This is not Fred, but he looks similar. Photo: Wikimedia Commons

It’s a tiny little granny flat, but I call it home. Just me and the occasional friend or two. Plenty of space to chill and listen to music and read and stuff. Recently a baby gecko visited my flat. He started hanging out near my shower. At first he would worry me and startle me and I’d throw my shampoo bottle at him, but he wasn’t going anywhere. Nope, this little fellow had come home. Gradually I found myself enjoying the little dude’s company, and actually found myself chatting to him. I called him Fred.

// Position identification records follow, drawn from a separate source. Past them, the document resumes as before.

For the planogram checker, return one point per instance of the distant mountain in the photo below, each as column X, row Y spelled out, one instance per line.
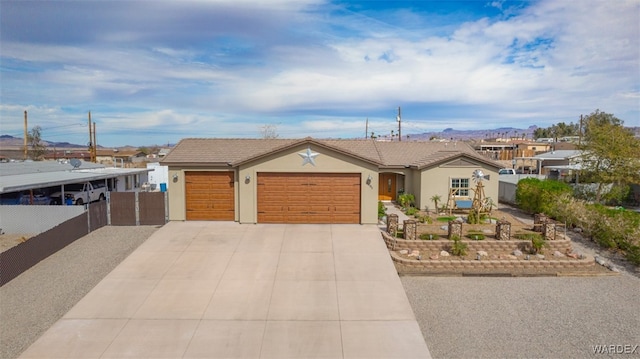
column 462, row 135
column 10, row 141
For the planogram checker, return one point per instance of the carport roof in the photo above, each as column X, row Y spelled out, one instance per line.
column 20, row 176
column 232, row 152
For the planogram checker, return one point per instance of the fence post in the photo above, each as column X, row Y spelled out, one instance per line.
column 108, row 208
column 137, row 201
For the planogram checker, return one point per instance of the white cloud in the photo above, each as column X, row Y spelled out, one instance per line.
column 546, row 62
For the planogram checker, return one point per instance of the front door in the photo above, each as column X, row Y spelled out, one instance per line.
column 387, row 187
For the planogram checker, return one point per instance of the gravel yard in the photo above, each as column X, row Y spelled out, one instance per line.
column 543, row 317
column 33, row 301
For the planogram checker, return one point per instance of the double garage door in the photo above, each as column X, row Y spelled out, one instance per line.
column 308, row 197
column 282, row 197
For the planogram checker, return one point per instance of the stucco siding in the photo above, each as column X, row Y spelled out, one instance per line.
column 436, row 181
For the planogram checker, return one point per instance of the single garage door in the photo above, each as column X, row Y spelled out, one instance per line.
column 309, row 197
column 209, row 196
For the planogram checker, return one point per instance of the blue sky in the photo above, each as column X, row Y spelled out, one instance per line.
column 154, row 72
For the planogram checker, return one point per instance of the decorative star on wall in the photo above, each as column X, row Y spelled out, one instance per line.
column 308, row 157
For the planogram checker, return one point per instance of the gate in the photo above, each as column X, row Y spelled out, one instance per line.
column 138, row 208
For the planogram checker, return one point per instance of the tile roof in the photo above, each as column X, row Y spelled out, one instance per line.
column 232, row 152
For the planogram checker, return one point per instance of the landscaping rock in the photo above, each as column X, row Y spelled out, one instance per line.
column 613, row 268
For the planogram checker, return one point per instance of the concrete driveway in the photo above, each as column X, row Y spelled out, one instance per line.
column 221, row 289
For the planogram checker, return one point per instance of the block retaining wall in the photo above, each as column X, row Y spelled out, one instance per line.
column 396, row 244
column 588, row 261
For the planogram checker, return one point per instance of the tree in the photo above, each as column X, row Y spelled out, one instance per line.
column 36, row 148
column 610, row 152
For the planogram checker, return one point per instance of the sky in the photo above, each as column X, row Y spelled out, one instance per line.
column 154, row 72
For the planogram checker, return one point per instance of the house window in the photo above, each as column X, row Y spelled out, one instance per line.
column 462, row 185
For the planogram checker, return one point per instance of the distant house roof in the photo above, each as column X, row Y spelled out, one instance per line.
column 558, row 155
column 234, row 152
column 18, row 176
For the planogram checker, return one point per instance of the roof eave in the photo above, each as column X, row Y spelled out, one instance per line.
column 307, row 140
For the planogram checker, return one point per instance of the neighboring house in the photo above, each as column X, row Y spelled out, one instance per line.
column 314, row 181
column 158, row 175
column 52, row 176
column 556, row 164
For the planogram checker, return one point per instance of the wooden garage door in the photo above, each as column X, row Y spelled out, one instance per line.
column 309, row 198
column 209, row 196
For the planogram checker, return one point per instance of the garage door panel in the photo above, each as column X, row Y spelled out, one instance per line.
column 308, row 198
column 209, row 195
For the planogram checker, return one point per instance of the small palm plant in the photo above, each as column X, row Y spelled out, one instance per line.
column 436, row 199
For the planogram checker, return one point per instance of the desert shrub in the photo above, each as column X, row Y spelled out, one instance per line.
column 406, row 200
column 425, row 219
column 538, row 196
column 458, row 248
column 527, row 236
column 537, row 244
column 633, row 254
column 429, row 236
column 410, row 211
column 614, row 228
column 473, row 217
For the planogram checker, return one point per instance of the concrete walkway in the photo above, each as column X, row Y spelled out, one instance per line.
column 218, row 289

About eight years ago I set off on an adventure and ended up in Polonius Airport in Medan, on the East Side of Sumatra in the middle of the night. Launching out into the carpark I was hit simultaneously by a blanket of heat and hundreds of screaming Indo taxi drivers, all wanting my dollars. It’s an amazing thing to realize the inadequacy of phrase books and travel guides when the real deal is shoved vociferously into your face. I hacked off with the nearest taxi driver to the nearest hotel.

I was first shown my room. It had an overhead fan and was cool. I was tired. I accepted, and moved in, just wanting to pass out. There was a jug of water next to my bed, and a few cups. As I looked around my room and tried to deal with the bizarre toilet, I heard something moving. I quickly turned around to see the tail of a huge gecko flick one of my cups over. I was bummed. I hated geckos, leaving their disgusting little tails flickering on the floor whenever they’re scared, and dropping their tiny black turds on the tiles. I wasn’t happy. I tried to catch him but he was quick and I soon lost him in the weak electric light.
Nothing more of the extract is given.